Progress and Future Aspects
In terms of progress, the company says that it has built a chip and a robot to implant it, which it has implanted into rats. According to the whitepaper the company has published (which has not yet undergone any peer review), it was able to record rat brain activity from its chips, and with many more channels than exist on current systems in use with humans.
That said — as many healthcare startups have learned — it’s a long road to travel from rats to human, and not everyone makes it. For Neuralink, the first human clinical trials are expected for next year, though Hodak mentioned that the company has not yet begun to the FDA processes needed to conduct those tests. Neuralink isn’t the only group trying to do a scalable implant with flexible electrodes, either. Research showing success with a comparable device was published this week in the Proceedings of the National Academy of Sciences.

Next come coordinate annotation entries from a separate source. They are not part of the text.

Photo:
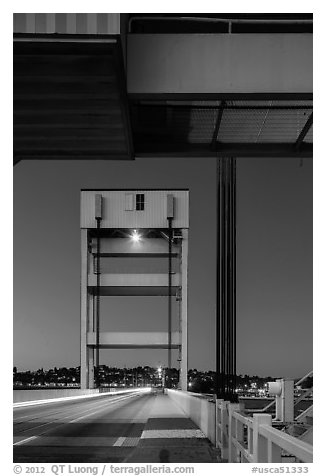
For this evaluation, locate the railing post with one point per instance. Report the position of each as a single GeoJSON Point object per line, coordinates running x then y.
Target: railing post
{"type": "Point", "coordinates": [218, 434]}
{"type": "Point", "coordinates": [224, 429]}
{"type": "Point", "coordinates": [260, 446]}
{"type": "Point", "coordinates": [274, 453]}
{"type": "Point", "coordinates": [233, 432]}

Not that Musk expects that you’ll be connecting your brain anytime soon. Despite the improvements to machine interfaces that the company was touting last night, Musk warned the crowd that many of the advancements he’s talking about are years or decades away.
“It’s not going to be like suddenly Neuralink will have this incredible new interface and take over people’s brains,” he said. “It will take a long time, and you’ll see it coming. Getting FDA approval for implantable devices of any kind is quite difficult and this will be a slow process.”